Authors: Robert Specht
Uncle Arthur had already put the next record on and was lowering the needle. The
Home Sweet Home
waltz began to play. Then I saw that there were a whole bunch of people staring at the two of us—Jake Harrington and Rebekah, Ben Norvall and Nancy. They were all smiling. Uncle Arthur gave me a little wink. “We had it all arranged,” Fred said.
His arm slipped around my waist, and like the first time we danced that waltz together the walls of the schoolroom moved right back and everybody disappeared. Even the music didn’t sound the same. To me it wasn’t an old scratchy record playing an old-fashioned waltz, but Paul Whiteman’s full orchestra. I was so far away in my mind that not until the record
was over and everybody began to clap did I realize that no one else had danced. All of them had stopped to watch Fred and me.
Chuck and Ethel were asleep on the bed along with Joan Simpson, so Robert Merriweather stayed with the three of them while we all went over to the roadhouse.

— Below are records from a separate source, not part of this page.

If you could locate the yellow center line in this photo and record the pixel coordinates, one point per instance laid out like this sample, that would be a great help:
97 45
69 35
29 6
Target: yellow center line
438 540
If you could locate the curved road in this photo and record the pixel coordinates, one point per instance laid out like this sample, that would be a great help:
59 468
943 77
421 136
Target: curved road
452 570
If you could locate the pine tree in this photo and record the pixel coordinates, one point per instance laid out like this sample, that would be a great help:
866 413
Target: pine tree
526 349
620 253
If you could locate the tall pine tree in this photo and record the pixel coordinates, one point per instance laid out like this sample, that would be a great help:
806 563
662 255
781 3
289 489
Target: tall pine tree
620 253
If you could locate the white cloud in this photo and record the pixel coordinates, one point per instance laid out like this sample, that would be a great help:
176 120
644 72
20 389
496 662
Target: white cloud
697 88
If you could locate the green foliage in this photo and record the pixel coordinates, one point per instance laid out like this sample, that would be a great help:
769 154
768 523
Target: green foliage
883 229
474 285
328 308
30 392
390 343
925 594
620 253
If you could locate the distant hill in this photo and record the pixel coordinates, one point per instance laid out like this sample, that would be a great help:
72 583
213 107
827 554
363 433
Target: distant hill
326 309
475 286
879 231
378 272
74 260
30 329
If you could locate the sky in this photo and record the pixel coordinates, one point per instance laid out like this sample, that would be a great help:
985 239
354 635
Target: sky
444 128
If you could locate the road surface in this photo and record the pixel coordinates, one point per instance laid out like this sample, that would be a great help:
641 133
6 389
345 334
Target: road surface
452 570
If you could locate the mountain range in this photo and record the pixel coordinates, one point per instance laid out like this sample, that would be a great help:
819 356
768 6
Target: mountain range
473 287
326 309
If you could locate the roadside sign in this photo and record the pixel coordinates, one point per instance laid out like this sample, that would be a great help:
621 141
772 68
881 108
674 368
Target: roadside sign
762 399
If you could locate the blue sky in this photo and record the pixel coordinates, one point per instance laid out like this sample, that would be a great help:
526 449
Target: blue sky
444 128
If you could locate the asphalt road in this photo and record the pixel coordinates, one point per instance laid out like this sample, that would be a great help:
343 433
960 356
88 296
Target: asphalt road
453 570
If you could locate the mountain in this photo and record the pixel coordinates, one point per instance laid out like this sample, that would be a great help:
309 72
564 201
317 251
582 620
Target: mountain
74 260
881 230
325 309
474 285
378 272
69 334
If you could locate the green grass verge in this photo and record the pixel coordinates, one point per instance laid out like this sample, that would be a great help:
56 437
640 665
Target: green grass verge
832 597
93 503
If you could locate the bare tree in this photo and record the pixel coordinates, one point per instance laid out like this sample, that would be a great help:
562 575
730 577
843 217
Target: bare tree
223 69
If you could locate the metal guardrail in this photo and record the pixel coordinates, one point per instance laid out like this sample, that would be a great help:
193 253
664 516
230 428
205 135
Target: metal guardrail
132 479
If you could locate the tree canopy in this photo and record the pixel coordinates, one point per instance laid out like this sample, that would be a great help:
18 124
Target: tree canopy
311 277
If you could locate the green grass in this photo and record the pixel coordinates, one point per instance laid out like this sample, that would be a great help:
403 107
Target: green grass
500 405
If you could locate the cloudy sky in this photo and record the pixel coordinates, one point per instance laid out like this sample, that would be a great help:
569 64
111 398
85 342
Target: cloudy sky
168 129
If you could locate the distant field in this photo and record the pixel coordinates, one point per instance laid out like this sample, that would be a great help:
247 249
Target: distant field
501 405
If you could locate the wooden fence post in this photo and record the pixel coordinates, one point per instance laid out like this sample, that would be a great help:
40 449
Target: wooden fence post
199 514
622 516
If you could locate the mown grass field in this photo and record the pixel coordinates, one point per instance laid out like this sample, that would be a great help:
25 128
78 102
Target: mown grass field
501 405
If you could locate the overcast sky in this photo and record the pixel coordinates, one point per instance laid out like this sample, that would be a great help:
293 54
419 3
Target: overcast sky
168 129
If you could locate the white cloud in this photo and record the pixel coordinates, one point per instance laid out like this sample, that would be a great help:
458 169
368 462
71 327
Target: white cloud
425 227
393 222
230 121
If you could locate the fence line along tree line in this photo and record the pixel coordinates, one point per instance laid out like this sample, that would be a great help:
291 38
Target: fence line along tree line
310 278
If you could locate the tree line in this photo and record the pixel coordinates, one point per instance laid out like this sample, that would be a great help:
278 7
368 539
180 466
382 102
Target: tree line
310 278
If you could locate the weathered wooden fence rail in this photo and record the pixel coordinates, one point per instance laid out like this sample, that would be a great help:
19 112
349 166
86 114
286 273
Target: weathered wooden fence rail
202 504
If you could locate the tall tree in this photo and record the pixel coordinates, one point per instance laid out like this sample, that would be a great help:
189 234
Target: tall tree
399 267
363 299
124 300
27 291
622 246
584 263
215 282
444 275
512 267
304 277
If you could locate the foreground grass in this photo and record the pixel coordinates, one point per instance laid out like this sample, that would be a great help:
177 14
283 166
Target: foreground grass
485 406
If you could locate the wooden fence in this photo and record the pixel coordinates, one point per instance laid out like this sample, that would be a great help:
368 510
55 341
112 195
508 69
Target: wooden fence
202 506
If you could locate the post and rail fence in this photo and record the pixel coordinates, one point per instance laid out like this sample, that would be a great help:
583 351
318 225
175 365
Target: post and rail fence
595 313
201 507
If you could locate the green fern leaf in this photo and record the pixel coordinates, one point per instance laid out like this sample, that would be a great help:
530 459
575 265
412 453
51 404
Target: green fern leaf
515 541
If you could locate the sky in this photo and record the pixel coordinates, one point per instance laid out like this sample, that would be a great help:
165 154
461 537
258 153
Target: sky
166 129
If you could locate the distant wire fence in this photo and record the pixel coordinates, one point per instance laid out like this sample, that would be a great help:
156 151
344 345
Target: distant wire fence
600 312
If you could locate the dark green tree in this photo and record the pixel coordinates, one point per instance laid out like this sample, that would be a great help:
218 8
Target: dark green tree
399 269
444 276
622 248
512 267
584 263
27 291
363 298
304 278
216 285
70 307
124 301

It was almost two in the morning and everybody was just about done eating when a couple of chords sounded on the piano. We all turned around in time to see Joe Temple point a finger at the kitchen area, and while he played a march Maggie Carew came out carrying a huge chocolate cake with a candle in the center. She set it down in front of me. “Good Luck” was written on it in icing. I was too surprised to say a word, even more so when Uncle Arthur walked over with a beautifully wrapped box and handed it to me. “We passed the hat around and got this for ya,” he said. “A little token of our appreciation.”

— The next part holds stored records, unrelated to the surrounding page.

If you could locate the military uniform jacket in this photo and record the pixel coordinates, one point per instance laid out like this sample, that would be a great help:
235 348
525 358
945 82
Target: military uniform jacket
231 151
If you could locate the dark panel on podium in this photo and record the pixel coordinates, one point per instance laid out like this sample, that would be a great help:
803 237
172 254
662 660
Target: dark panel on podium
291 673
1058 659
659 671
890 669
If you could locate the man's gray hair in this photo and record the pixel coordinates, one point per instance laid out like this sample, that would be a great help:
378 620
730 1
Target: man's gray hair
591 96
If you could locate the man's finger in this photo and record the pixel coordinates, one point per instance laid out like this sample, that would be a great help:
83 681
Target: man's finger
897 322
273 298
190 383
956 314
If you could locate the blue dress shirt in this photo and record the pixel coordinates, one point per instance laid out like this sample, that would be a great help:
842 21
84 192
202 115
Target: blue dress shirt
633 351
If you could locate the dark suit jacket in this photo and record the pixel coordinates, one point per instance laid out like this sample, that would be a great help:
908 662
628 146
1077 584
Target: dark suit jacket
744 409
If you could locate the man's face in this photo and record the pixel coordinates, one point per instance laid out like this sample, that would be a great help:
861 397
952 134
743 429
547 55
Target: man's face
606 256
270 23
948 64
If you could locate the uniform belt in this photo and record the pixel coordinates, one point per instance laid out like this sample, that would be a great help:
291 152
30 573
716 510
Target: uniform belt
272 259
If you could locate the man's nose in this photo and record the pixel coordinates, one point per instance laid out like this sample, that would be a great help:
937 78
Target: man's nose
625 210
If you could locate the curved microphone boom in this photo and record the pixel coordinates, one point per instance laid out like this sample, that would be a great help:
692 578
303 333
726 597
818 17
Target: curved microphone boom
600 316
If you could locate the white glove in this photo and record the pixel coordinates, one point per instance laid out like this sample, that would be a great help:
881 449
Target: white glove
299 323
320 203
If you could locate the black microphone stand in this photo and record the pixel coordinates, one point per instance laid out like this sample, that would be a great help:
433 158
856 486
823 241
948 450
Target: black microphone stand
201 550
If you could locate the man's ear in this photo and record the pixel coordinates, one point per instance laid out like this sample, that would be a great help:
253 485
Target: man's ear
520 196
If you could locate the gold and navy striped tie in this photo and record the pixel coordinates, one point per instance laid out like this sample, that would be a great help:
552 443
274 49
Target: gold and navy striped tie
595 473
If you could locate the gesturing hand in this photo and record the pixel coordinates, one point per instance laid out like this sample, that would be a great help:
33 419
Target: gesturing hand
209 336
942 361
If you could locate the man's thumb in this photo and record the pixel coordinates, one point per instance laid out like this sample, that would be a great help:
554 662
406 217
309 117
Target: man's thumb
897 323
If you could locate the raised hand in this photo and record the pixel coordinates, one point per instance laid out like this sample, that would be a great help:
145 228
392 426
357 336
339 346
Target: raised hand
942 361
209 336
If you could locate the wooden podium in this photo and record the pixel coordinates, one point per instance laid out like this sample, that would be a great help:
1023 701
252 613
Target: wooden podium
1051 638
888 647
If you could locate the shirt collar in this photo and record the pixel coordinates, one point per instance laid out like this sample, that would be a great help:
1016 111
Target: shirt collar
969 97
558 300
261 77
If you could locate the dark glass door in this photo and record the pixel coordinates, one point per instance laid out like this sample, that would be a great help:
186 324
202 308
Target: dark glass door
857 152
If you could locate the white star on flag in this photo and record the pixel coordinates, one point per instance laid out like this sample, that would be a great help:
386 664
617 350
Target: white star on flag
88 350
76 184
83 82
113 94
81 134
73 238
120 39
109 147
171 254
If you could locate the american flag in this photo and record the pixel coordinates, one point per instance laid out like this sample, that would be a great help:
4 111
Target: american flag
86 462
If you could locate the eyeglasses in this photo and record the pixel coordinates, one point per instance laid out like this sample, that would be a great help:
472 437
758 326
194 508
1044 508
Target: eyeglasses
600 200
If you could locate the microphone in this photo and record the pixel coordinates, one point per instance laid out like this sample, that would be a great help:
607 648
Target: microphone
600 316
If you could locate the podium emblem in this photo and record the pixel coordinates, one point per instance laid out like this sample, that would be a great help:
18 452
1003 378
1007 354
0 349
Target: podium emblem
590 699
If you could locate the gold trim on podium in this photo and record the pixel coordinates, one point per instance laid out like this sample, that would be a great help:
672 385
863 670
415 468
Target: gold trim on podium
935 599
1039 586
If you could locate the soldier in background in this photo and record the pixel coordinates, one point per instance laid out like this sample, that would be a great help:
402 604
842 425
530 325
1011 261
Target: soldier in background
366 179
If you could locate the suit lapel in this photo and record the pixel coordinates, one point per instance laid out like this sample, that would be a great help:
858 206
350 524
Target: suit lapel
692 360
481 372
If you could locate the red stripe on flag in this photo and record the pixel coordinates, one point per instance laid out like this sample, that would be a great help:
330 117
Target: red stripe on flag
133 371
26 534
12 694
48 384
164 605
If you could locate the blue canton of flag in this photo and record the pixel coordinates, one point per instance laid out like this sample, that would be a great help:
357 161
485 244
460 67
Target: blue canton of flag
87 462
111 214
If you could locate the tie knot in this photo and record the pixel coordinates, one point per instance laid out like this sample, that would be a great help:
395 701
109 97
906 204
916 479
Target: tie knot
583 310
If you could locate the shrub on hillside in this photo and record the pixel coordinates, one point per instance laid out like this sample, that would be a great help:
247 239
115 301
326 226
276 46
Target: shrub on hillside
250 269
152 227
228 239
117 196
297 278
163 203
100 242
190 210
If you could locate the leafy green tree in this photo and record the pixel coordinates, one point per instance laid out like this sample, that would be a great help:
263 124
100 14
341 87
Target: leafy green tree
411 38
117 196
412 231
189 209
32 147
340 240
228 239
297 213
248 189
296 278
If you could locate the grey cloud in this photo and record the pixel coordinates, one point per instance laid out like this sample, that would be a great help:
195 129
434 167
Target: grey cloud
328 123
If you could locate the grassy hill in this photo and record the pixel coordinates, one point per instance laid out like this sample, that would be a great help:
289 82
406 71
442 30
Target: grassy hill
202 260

Inside the box was about the most expensive camera you could buy, all black leather and nickel plate. Everybody clapped and yelled for me to make a speech.
“I wish I could,” I said, “but I’m not very good at making speeches. All I can say is, thanks—I appreciate it.”
“No more than we appreciate you, Teacher,” Ben Norvall said. “There isn’t a soul in this room that doesn’t think you’re a fine honest girl and a true-blue Alaskan to boot.”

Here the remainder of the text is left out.